I agree when it comes to peephole optimizations, but there's still a lot of juice left in exploiting language guarantees (immutability, non-aliasing, data-parallelism), however most compiler developer energy is spent propping up C/C++ and consequently optimizations are developed with those languages in mind.
The application I had in mind during the research was anti-malware static analysis, but optimization is really just the flipside of obfuscation. Something I'd like to try in the future is a diffusion model that treats obfuscation as "noise" to be removed.
One thing I learned is that optimizing compilers produce very regular output. After normalizing addresses, the "vocabulary" size of basic blocks ends up pretty small, like ~2000 tokens. Certain "phrases" correlate with the original source code's semantics regardless of how much obfuscation you add on top.
There are people applying synthesis techniques to superoptimization. So something like this would possibly apply.
These can be treated as parameterised nodes in a tree, similar to what's happening here. It follows that there may be a possible adaptation of this to SDF composition, such that you can give it a shape and have it produce the SDF nodes + composition required to produce that shape.
Most existing approaches to SDFs with NNs have the NN itself take on the role of the SDF (i.e. given a point, it predicts the distance), so there's a compelling opportunity here to build a system that can produce spatial representations from existing imagery without NN inference at render-time.
I imagine adding the third dimension to the problem makes it much harder, though! I'll have to give the paper a read to determine how coupled to 2D their current approach is.
I would argue that at least on a philosophical level, this is, definitionally, the process of converting raster graphics to vector graphics, as long as you by the premise that the difference between the two is simply that vector gfx is a programmatic/imperative representation of image generation, while raster is a data structure/declarative representation of images.

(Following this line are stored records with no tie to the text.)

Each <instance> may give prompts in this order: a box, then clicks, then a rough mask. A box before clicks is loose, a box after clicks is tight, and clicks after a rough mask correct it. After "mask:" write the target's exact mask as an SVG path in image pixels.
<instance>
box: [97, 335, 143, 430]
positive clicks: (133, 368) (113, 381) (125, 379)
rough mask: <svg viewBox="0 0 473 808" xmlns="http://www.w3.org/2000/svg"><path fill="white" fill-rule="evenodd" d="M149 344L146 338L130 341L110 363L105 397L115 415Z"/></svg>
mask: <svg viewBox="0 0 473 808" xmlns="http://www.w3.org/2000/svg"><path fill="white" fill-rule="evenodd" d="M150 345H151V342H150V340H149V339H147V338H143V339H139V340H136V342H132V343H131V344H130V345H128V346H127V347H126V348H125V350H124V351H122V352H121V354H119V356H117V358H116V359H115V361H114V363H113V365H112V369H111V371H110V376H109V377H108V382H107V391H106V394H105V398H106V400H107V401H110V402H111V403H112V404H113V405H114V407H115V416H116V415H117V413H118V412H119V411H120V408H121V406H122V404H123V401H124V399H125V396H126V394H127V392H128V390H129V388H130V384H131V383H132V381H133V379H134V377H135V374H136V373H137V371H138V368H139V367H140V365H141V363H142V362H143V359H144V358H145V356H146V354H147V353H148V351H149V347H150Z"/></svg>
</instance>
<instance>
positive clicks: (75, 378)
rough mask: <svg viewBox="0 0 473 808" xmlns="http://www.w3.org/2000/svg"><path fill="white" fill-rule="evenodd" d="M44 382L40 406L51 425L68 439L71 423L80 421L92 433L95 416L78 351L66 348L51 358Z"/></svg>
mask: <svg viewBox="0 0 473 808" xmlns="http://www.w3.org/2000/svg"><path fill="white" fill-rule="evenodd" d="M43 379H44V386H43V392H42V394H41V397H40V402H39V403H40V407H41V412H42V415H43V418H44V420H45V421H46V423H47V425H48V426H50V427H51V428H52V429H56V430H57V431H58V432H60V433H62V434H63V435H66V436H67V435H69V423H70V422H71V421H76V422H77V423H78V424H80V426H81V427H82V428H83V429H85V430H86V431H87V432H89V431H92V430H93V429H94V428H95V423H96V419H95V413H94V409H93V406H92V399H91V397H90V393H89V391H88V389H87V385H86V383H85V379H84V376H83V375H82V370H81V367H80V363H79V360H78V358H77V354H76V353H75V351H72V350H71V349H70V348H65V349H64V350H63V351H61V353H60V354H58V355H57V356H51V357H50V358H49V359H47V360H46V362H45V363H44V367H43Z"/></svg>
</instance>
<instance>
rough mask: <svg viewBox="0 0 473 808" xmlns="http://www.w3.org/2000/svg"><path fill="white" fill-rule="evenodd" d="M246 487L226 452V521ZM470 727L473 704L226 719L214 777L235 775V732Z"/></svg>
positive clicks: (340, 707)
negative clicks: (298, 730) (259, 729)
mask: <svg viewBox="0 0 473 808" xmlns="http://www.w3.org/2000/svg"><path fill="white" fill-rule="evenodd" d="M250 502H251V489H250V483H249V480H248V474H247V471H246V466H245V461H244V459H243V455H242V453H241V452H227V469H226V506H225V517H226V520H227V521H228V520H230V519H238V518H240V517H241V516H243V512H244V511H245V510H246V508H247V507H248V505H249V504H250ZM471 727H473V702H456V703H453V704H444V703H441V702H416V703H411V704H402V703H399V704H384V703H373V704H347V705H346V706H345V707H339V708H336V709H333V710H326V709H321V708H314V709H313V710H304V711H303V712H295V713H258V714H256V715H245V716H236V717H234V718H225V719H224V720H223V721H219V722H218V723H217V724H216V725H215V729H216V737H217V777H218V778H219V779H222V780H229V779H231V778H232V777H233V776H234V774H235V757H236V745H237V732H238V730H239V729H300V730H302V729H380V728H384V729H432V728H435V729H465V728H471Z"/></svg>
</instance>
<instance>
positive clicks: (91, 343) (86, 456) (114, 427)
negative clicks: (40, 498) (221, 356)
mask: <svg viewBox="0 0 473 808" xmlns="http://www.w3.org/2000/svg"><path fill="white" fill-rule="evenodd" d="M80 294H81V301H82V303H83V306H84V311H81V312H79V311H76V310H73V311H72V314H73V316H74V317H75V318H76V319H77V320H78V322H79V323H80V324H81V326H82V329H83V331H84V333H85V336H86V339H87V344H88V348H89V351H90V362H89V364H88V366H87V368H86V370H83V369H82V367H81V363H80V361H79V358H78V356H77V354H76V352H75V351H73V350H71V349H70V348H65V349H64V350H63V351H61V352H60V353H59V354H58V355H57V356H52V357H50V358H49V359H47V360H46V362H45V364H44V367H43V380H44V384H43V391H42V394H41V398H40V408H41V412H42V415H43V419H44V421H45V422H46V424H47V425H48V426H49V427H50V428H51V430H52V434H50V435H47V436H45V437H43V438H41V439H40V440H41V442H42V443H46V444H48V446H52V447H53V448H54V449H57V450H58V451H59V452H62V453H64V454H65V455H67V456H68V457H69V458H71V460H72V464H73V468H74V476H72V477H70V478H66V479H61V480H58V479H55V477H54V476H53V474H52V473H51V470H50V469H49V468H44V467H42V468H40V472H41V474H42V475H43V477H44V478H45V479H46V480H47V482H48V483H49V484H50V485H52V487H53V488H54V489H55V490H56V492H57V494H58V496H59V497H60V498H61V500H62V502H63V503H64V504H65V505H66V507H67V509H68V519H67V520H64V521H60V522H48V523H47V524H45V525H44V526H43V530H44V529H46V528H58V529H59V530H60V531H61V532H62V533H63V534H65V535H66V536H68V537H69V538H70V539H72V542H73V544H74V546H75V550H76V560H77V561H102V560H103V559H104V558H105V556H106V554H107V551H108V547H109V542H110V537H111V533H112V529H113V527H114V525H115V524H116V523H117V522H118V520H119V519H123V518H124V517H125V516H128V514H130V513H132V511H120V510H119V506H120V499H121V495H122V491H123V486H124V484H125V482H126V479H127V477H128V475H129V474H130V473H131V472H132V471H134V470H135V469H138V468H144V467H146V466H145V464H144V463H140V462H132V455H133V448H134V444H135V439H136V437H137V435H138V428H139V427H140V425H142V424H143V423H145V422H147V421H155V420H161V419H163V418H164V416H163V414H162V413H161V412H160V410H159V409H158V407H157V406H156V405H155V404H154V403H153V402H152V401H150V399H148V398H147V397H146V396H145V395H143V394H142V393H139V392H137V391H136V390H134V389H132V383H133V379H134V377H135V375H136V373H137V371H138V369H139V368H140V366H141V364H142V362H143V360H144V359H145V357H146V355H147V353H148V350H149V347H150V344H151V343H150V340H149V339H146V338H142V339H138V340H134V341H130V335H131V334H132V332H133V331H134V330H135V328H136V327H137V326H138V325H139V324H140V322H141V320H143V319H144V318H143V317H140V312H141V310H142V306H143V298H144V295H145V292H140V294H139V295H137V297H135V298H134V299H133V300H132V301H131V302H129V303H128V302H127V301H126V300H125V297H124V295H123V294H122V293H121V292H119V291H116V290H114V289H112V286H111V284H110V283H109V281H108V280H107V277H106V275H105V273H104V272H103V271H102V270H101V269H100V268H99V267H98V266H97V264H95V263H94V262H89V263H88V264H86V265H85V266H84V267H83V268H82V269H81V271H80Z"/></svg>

In other words, simply put, raster images are just arrays, vector images are sequences of instructions. Raster images are naturally much closer to the “raw” data needed by the output mechanism, while vector images require a much more complex interpreter.

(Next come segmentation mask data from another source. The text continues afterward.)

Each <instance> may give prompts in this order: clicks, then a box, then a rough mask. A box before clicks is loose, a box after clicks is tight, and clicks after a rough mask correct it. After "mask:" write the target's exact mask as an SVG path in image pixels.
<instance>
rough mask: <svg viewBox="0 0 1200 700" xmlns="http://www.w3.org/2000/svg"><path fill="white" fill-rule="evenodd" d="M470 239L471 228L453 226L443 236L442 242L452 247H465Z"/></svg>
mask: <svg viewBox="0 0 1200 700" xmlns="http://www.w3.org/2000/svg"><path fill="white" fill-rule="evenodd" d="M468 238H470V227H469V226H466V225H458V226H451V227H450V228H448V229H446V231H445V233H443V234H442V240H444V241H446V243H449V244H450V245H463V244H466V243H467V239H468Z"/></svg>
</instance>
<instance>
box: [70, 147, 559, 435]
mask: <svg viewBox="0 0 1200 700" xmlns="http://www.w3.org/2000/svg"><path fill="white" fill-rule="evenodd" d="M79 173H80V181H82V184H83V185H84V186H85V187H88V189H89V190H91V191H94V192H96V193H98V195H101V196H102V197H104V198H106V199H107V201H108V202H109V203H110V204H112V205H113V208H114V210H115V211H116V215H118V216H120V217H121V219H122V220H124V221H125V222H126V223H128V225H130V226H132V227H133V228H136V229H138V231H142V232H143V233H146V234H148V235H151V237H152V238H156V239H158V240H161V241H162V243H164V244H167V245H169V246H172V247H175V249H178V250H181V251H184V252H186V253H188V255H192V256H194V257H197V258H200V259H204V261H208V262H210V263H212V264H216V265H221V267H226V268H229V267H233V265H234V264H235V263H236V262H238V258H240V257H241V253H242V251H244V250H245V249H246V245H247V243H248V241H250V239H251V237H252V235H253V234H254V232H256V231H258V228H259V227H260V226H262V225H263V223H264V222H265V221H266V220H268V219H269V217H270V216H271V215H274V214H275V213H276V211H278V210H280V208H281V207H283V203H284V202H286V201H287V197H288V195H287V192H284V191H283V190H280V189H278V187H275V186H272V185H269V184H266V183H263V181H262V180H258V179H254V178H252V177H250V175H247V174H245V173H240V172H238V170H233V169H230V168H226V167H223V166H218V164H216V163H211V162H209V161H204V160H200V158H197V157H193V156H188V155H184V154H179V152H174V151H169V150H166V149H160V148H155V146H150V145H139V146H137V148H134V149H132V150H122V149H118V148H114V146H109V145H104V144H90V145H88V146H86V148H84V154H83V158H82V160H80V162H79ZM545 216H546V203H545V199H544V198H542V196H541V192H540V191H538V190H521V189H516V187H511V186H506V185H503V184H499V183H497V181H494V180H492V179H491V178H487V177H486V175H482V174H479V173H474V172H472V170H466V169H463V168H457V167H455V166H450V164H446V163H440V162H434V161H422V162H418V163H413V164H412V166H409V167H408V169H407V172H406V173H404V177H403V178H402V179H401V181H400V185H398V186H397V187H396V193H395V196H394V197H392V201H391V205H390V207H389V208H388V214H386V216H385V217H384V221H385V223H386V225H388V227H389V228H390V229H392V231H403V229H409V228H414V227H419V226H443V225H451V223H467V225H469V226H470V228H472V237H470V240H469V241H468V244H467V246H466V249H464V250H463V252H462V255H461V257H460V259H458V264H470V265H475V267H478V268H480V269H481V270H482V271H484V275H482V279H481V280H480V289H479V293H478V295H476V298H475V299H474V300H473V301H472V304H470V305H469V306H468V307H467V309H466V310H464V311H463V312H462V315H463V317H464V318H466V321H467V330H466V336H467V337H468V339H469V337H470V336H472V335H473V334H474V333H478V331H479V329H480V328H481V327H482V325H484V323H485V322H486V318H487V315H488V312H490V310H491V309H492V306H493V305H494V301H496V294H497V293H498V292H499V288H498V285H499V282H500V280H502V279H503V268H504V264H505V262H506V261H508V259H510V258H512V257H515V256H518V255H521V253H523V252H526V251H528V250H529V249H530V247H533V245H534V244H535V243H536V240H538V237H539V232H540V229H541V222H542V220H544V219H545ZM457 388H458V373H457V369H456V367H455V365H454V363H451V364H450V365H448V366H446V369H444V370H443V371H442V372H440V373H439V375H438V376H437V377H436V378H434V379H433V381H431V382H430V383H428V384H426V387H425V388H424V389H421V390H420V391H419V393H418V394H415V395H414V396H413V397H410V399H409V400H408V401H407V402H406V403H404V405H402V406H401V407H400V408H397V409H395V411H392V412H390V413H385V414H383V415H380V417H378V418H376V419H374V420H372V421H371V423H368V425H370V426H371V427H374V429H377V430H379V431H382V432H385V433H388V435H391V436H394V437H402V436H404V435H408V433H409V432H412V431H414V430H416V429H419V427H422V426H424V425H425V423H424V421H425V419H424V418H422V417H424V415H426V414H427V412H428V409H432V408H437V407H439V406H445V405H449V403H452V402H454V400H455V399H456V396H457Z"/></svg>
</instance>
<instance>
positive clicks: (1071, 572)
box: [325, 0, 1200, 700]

This seems a bit off to me.
Aside from oddities such as Postscript, most vector formats are canonical examples of declarative code. The distinction is more about what is being represented rather than how it is represented.
The only thing I didn’t understand to make it happen was how to connect it well to description of desired program or edit.
BTW my idea was to train it by destructing programs available on github (so adding noise via some random valid ops and then removing it to retrieve original program). Probably best done in N-1 commit is treated as noise and moving back to commit 0
Could anyone clarify how they integrate beam search with the reverse diffusion- do they sample m > k nodes from a reverse diffusion step and expand only the top k nodes?
I've read several times that the author listed last is usually the most significant contributor, and the first author the least significant, due to some kind of tradition around modesty plus favourably introducing new names. (Which then of course doesn't work, if everyone knows it's happening...)
Here, you've interpreted it as the reverse, and by that I mean in the sensible way - did you not know about the tradition, or are you wrong? And how can we know either way for sure?
If you're reading papers most of the time the last author is more meaningful to you because they're the senior researcher, you know their research interests and what kind of papers they produce. The first authors are PhD students and PostDocs, they change much more often.
Where did you read that?
That's definitely not the case in machine learning.